- Developer: CBE Software
- Publisher: Lace International (under the Lace Mamba Global name)
- Engine: Wintermute Engine
- Platforms: Windows OS X Linux
- Release: 2 March 2012
- Genres: Adventure, puzzle
- Mode: Single-player

= J.U.L.I.A. =

2012 video game

J.U.L.I.A. is a 2012 indie video game developed by CBE Software. It is an adventure game with a heavy emphasis on puzzles, mini-games and menu-based interfaces. The game is set in 2430 when a scientific expedition is sent to a distant star system.

==Story==
The game centers on three characters – Astrobiologist Rachel Manners, the ship's artificially intelligent computer J.U.L.I.A. and a remote-controlled landing craft MOBOT. Rachel is awakened by J.U.L.I.A. from cryogenic sleep and finds out that other members of the expedition are dead. She starts to investigate what happened. It takes her all over the Solar System. She is helped by MOBOT who provides an exploration on planets and by J.U.L.I.A. who helps her with multiple puzzles.

==Reception==
The game received mixed reviews from critics who praised the story, puzzles, graphics and music, but criticized its gameplay, which many found boring.

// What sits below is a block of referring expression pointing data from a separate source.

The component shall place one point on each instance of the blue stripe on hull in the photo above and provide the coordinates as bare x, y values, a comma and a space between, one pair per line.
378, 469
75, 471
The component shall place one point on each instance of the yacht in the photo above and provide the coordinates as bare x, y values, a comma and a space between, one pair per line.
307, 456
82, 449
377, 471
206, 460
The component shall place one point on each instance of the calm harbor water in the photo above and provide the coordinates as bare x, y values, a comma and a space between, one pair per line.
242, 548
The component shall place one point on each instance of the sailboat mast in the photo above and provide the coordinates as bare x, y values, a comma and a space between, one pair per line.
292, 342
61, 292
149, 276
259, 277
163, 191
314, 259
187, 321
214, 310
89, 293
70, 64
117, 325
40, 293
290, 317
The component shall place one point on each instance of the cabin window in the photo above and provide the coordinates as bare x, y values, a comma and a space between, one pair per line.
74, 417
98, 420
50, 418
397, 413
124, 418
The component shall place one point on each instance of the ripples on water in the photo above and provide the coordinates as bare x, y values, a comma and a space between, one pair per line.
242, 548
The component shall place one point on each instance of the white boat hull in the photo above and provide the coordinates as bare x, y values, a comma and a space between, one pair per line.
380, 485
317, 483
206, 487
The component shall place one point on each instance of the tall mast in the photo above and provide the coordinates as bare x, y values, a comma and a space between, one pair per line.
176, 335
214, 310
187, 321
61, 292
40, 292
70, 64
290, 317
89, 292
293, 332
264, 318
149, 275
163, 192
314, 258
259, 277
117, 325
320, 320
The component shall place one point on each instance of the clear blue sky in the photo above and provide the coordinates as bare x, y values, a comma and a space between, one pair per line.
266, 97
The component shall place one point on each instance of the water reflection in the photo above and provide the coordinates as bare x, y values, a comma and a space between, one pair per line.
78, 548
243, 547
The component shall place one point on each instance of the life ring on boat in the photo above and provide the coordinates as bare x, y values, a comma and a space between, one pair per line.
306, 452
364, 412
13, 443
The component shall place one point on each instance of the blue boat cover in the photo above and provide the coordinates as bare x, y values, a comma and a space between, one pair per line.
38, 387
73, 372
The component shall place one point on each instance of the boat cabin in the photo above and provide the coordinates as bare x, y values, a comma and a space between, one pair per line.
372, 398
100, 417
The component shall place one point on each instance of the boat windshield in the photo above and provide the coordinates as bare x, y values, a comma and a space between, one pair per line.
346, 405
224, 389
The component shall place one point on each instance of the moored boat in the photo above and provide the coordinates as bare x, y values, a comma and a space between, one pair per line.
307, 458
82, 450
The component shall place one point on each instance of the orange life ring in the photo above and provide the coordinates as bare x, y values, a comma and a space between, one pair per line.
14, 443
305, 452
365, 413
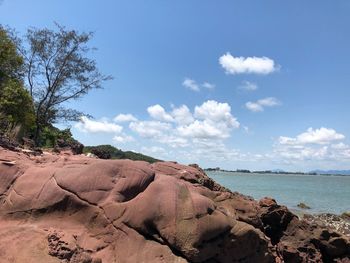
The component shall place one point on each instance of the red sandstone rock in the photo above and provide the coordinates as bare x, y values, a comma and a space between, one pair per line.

The game earned two Aggie Awards nominations in 2012. It was nominated in category for the best character (for character of MOBOT) and the best gameplay.

==Related games==
A spin-off game, J.U.L.I.A. Untold, was later released. The game starts with discovering a partially destroyed backup database.

Developers later started to work on J.U.L.I.A. Among the Stars. It was originally planned to be the Enhanced Edition of the game but thanks to success on Indiegogo, it became a remake with much different gameplay and story. The release date was 12 October 2014.